## **Lab 2**

### **Overview**

This workshop demonstrates basic CUDA to SYCL conversion using SYCLomatic tool and compilation of the SYCL program using 
Intel® oneAPI DPC++/C++ Compiler.

You will learn about SYCL C++ code skeleton and construct.  

### **Introduction of SYCL™ C++**

To support data/compute parallelism in C++ whereby software programs have access to parallel computing resources in modern heterogenous system (combination of CPU, GPU, FPGA and accelerators), Khronos group has SYCL™ initiative which is an industry-driven standard body that adds data parallelism to C++ which is not fully supported by ISO C++ standard. **The objective of SYCL is to influence the direction of C++ standard for supporting heterogenous compute.**

A SYCL program is single-source and contains code sections (known as **host code** for orchestrating data movement and compute offload to devices) that are executed on host CPU and code sections (known as **device kernels** and typically computation workload) that are dispatched to be executed on **SYCL devices** (CPU, GPU, FPGA and other). 

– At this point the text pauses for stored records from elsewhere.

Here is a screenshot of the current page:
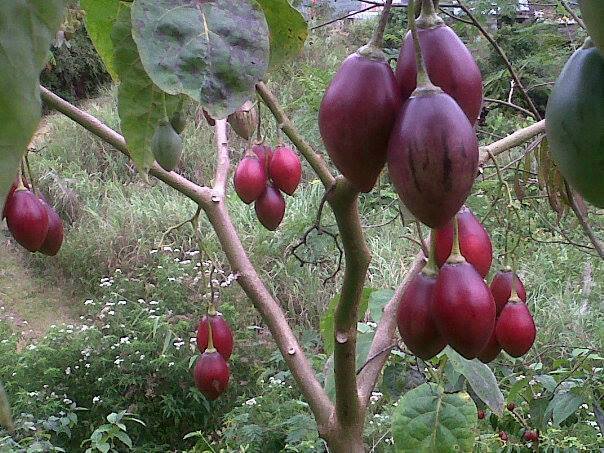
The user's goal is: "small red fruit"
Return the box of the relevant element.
[6,188,48,252]
[478,329,501,363]
[269,146,302,195]
[197,312,233,360]
[194,348,230,401]
[233,156,266,204]
[397,268,447,360]
[495,297,537,357]
[38,200,63,256]
[252,143,273,171]
[254,185,285,231]
[435,206,490,278]
[491,268,526,315]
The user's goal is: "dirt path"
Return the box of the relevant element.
[0,230,79,343]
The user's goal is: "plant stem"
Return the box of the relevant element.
[369,0,392,49]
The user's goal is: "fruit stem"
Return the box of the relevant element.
[416,0,444,29]
[205,319,216,353]
[447,214,466,264]
[422,231,438,277]
[407,0,435,89]
[369,0,392,49]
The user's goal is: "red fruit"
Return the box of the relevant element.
[38,200,63,256]
[396,24,483,125]
[233,156,266,204]
[388,89,478,228]
[6,189,48,252]
[496,298,537,357]
[478,322,501,363]
[197,313,233,360]
[491,269,526,315]
[435,206,493,277]
[319,46,401,192]
[254,185,285,231]
[433,260,495,359]
[397,271,447,360]
[252,143,273,175]
[194,349,230,401]
[269,146,302,195]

A SYCL host code uses **SYCL constructs and classes** to organize the parallel computation in heterogenous system and **SYCL-aware C++ compiler** will translate the SYCL source code into respective binaries targeting the underlying devices delivering overall good performance through parallel data computation.

**oneAPI DPC++/C++ Compiler** is Intel® distribution of SYCL-aware C++ compiler.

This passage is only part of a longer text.